One Solution

I was very impressed by the paper "The Google File System", by Sanjay Ghemawat, Howard Gobioff and Shun-Tak Leung. This paper describes a solution to a problem, that is bigger, then the problem above (it describes a file system with a sensible subset of the posix functionality).

I found the paper here.

drbs introduces 3 components:

the blobclient. It is the client Library to access the blobs.
a number of blobserver. The atually store the blobs in a file system. Blobs are stored and downloaded. Each blob is stored on a number (e.g.: 3) blobserver, so the failure of a blobserver can be compensated, the remaining blobserver could replicate the blob to the degree of redundance that you want. A sensible setup needs at least 10 blobservers, but they could all run on the same host. For more redundancy I would spread them to more hardware - but for a test a single machine works well. The google people speak of hundreds of these server processes and machines.
a single blobmaster. It coordinates where the blobs are stored and tells the blobclient for a blob lookup, where they can get each blob. The blobmaster never sees the actual blob - only the meta information.

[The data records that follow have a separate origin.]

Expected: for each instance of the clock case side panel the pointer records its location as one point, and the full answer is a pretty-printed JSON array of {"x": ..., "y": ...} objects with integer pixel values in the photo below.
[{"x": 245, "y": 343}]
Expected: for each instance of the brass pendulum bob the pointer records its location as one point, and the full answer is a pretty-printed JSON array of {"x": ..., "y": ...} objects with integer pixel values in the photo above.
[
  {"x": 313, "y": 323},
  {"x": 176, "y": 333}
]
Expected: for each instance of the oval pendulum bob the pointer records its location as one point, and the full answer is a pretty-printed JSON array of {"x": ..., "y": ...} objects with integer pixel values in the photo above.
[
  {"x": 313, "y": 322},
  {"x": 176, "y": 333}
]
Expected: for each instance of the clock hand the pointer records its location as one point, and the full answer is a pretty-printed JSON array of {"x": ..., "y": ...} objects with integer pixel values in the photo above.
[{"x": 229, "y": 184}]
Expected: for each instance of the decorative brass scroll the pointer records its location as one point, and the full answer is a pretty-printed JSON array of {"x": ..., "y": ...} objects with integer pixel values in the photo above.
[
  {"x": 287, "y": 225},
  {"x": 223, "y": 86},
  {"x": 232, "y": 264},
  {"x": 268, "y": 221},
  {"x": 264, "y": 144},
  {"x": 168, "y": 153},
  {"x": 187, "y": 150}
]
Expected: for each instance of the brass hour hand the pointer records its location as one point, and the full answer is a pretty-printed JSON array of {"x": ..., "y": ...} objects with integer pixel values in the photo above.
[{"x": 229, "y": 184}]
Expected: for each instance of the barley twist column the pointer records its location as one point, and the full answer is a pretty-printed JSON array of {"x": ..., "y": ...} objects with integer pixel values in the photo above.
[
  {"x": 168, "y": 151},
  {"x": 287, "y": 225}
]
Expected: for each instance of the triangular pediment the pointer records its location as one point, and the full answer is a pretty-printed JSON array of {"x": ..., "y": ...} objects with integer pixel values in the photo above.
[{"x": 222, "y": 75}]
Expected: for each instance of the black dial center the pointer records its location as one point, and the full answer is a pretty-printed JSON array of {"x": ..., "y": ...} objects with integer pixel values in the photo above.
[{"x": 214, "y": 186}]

The blobs are validated with a (md5) checksum. This makes sure that failing disk and/or mistakes by humans are detected. The blobmaster keeps all his data in ram (it is not very large, since it's only the meta data on the blobs).

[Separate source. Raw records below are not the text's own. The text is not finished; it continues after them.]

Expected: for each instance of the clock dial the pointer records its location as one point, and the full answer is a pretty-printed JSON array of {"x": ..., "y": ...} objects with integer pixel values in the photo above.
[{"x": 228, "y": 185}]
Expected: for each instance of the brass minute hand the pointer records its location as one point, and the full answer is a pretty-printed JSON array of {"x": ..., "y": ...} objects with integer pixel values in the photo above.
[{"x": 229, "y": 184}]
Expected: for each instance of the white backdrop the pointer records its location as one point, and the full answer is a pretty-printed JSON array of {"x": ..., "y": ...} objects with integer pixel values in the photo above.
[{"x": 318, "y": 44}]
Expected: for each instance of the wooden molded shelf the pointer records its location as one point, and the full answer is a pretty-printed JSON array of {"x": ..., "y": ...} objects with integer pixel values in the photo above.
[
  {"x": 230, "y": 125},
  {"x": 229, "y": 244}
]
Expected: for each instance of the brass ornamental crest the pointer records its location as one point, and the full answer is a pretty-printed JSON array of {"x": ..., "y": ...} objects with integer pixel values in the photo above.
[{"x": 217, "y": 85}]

The Blobserver keeps all the meta data in ram an has the blobs as files in the ordinary file system. The blobserver logs all changes in a logfiles, so this server could be restarted fast: the blobserver reads a logfile on startup and replays the actions, reaching the old state again. Since the logfile is just mmap'ed it could be read and interpreted fast.

Of course it would be possible to implement such a solution on top of a ordinary database but I follow the "The Google File System" paper, that claims all this could be done with much lower overhead.

This solution here is cheaper: do the math yourself and calculate what a fileserver and this el-cheapo solution would cost you. This souftware assumes that hardware will fail, so cheaper hardware that will fail could be choosen.

While this blob server works on a single machine, it is intended to scale up to store larger sets of blobs on many machines. The google paper talks of hundreds of machines.